JC: The idea is that these factors act as levers. They can occur in different permutations and are present in the general population. There are young children who walk around with little social visual engagement, but if they don’t have extreme atypicals in any of the other factors, they may not have autism. The children with autism seem to be the ones with combinations of extremes.
If we could measure all of these markers or levers very early, before autism manifests itself, and give them a little nudge, we could potentially throw a child off the path that leads to autism. However, it could be that these combinations of developmental commitments are themselves effects of earlier developmental forces taking place in the womb (and not after birth) and then we need to take a different approach to intervention.
S: According to this model, what happens after autism manifests, and what does that say about biomarkers?
JC: That’s the second part of the story. In identical twins, if one twin has autism, the other twin will also have autism 95 percent of the time. But we were surprised to learn that they can have remarkably different degrees of autism severity, with correlation coefficients suggesting that only 5 to 10 percent of the cause of the severity is shared between two identical twins. A previous report noted this, but the results were not often incorporated into considerations for inheritance in autism, and it was not common in twin studies to quantify severity in a standardized way. If a pair of identical twins raised together differ in some trait of interest, the difference must be attributed to non-shared environmental factors.
S: What could that be?
JC: Three things can cause a pair of identical twins to be different from one another. One is the measurement error. Another is a very influential event that occurred in one twin but not in another – for example, a perinatal stroke or child abuse. The third thing is what are known as stochastic influences – random, minor events that would have no effect on a typically developing person, but on someone with a neurodevelopmental disorder [might have] much higher consequences. It’s like a gust of wind at the wrong time, and your brain moves in direction X instead of Y for reasons we don’t understand. We believe that stochastic influences can greatly affect brain development if your brain is vulnerable to a condition like autism is. What we have learned from studies of identical twins is that a child’s autism can be more or less severe, almost randomly, and that there can be differences in severity over time with age.

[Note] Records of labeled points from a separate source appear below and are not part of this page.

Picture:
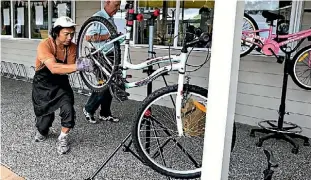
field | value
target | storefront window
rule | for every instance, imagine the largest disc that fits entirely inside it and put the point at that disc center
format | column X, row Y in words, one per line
column 254, row 8
column 6, row 18
column 61, row 8
column 39, row 19
column 164, row 24
column 119, row 18
column 20, row 19
column 193, row 16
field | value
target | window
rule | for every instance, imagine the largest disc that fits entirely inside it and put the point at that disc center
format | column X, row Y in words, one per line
column 6, row 18
column 119, row 18
column 20, row 19
column 39, row 19
column 198, row 15
column 162, row 23
column 61, row 8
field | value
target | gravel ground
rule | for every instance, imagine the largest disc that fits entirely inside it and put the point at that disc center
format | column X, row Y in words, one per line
column 91, row 144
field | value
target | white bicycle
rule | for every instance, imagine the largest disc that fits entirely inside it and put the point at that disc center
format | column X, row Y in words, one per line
column 168, row 132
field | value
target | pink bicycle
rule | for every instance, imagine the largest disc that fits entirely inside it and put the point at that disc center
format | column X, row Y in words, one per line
column 300, row 65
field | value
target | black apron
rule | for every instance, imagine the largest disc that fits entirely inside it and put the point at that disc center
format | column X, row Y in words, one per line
column 50, row 91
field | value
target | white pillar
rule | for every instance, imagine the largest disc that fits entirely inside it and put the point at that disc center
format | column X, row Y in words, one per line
column 176, row 27
column 223, row 77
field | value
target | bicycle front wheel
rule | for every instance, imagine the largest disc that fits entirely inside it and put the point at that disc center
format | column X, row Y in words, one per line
column 155, row 135
column 301, row 68
column 93, row 35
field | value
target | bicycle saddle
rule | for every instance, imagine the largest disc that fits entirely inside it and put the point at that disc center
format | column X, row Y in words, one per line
column 270, row 16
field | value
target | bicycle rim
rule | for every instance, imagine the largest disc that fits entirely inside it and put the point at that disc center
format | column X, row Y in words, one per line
column 104, row 66
column 182, row 155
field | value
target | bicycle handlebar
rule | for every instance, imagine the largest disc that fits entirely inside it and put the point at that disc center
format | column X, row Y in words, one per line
column 204, row 37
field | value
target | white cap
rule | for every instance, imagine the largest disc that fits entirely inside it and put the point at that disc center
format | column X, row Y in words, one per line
column 64, row 21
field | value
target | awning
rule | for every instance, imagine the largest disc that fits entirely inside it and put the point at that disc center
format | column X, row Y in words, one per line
column 172, row 4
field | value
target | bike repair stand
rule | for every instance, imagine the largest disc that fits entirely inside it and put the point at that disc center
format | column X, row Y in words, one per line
column 279, row 131
column 126, row 147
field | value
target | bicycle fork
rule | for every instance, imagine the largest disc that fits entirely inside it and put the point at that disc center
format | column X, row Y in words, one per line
column 179, row 97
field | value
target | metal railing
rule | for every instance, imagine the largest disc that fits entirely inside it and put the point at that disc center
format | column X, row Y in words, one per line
column 20, row 72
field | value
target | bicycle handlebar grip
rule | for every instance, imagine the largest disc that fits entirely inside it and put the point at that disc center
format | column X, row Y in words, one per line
column 140, row 17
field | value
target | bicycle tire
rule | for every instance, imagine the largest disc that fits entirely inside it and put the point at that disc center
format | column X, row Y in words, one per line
column 293, row 69
column 135, row 134
column 253, row 22
column 117, row 50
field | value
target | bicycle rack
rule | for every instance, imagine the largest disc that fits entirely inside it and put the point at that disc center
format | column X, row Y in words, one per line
column 7, row 73
column 26, row 77
column 17, row 71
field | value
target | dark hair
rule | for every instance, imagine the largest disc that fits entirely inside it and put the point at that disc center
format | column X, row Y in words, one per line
column 55, row 31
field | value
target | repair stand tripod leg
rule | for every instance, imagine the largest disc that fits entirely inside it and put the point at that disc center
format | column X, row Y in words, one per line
column 108, row 159
column 278, row 131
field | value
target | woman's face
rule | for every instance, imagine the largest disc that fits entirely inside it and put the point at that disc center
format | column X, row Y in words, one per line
column 65, row 35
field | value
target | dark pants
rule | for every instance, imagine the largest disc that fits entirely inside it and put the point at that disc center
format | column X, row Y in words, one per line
column 99, row 99
column 67, row 114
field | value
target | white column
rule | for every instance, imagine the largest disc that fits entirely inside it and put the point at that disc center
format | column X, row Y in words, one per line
column 223, row 77
column 176, row 27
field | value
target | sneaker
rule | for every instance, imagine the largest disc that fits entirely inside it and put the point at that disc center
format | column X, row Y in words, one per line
column 63, row 146
column 108, row 118
column 89, row 117
column 39, row 137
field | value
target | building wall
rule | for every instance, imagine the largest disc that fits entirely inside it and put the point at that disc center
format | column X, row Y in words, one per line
column 306, row 21
column 259, row 86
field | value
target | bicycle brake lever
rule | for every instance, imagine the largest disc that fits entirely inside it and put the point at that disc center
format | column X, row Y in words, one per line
column 270, row 158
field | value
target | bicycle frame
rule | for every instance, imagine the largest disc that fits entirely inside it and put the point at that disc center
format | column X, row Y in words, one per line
column 290, row 37
column 178, row 63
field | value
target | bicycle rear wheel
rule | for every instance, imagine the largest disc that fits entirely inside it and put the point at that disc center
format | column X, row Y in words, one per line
column 106, row 59
column 155, row 135
column 301, row 68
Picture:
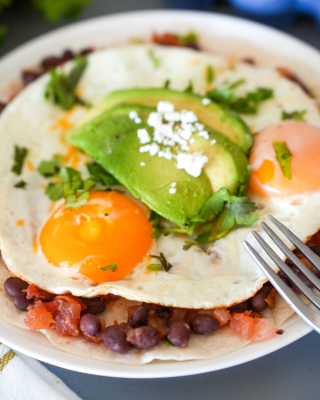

S: What would you advise researchers looking for autism biomarkers?
JC: First, we should distinguish inherited familial autism from autism caused by de novo mutations. De novo mutations are not inherited, and there is a difference in the types of autism caused by such mutations, being predominantly associated with intellectual disability, while hereditary autism is much more commonly (not exclusively) associated with one intellectual development in the typical field. One appeal to the field is to separate inherited (multiplex) from sporadic (simplex) cases in study samples, recognizing that they represent potentially different pathways to autism and that inherited autistic syndromes are most common in the population.
Also, when trying to link a biomarker to the cause of inherited forms of autism, the most insightful way to look at the association with predictors of autism before the condition manifests itself may be the most revealing. A biomarker’s relationship to autism can change after autism becomes apparent. In parallel, we need to examine traits that predict autism not just in families affected by autism but in families of the general population.
After all, when conducting a case-control study comparing children with autism and typically developing children, the controls all have the same levers of developmental liability – they just aren’t that atypical for this trait. Many unaffected controls have significant levels of one or more of the characteristics that confer autism risk – perhaps more in the 70th percentile than the 95th percentile. But if you don’t measure or control them, you are, by definition, jeopardizing the statistical power to distinguish cases from controls based on measurements of biomarkers that are primarily related to those underlying traits.